Haverhill & District Local History Group members, from left, David Pearse, Tony Turner, Pat Pearse and Patrick Crouch display their new certificate that confirms their history centre's full accreditation as a museum

Haverhill & District Local History Group members, from left, David Pearse, Tony Turner, Pat Pearse and Patrick Crouch display their new certificate that confirms their history centre's full accreditation as a museum

Haverhill & District Local History Group’s centre has been awarded full museum accreditation - a change that could open up pathways to a more prosperous future.

Just a few days ago the group received the certificate from the Arts Council England confirming the new status for the centre, which is based in Haverhill Arts Centre.

The group’s honorary archivist, Tony Turner, said: “It does show that we are doing things right, which is nice to know.

“It does also open doors that would be closed if we didn’t have it.”

The group had been waiting for a number of weeks for confirmation of the arts council’s decision on whether to upgrade the centre’s status from provisional to full accreditation.

Members had to submit various documentation and forms in support of their application to one of the council’s accreditation assessors, Annette French, who finally informed them of the decision.

As part of the process the group submitted its rental agreement, a detailed 30 page forward plan, a collections development policy showing what they collected and where it came from, an emergency plan and an accessibility assessment for the disabled.
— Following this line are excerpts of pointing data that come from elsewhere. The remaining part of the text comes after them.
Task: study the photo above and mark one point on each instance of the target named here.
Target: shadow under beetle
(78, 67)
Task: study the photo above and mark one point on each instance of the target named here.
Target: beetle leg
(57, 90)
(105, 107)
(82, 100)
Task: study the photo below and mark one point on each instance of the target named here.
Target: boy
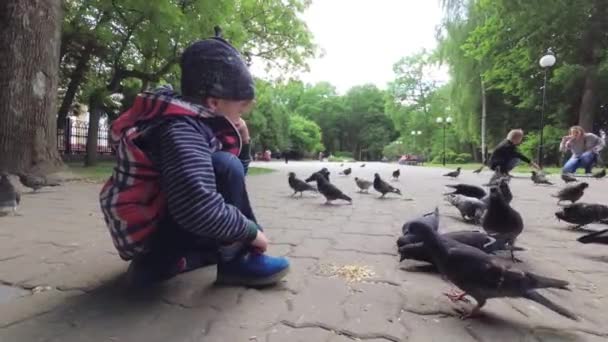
(506, 156)
(177, 199)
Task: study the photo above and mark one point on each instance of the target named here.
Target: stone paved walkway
(61, 279)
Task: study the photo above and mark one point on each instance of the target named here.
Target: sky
(362, 39)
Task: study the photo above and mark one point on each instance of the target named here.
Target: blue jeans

The Arts Council were not so much interested, added Mr Turner, in what artefacts or items of historical interest that the history centre said, but more in whether the group were reliable stewards of those things.

He added: “They just wanted to know that you are looking after them in the right way.”
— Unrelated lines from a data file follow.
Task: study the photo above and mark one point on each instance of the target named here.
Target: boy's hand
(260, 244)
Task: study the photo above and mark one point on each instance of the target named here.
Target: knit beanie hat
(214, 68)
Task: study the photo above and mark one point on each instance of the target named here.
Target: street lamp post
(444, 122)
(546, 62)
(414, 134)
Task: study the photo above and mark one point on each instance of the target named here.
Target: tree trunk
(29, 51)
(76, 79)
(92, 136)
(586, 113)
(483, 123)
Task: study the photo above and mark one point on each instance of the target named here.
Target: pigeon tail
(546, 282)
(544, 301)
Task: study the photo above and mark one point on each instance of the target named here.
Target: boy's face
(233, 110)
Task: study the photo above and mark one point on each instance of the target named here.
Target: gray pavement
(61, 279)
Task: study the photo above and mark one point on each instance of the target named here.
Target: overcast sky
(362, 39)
The group has begun work on a project called Saving the 70s, and as part of that are putting up an initial display on its Gillian Young Gallery in the arts centre.

The project, which will chronicle aspects of life in the 1970s and eventually include screenings in the arts centre of films from that decade and a 1970s band that will play in the market square, was made possible thanks to Lottery funding.

Mr Turner emphasised the role the new accreditation has played in the new project, saying: “We would not have been able to put that up if we had not been accredited.”

The history centre had previously been classed as an accredited museum by the Museums and Libraries Association (MLA) but the status had to applied for again after the MLA was scrapped.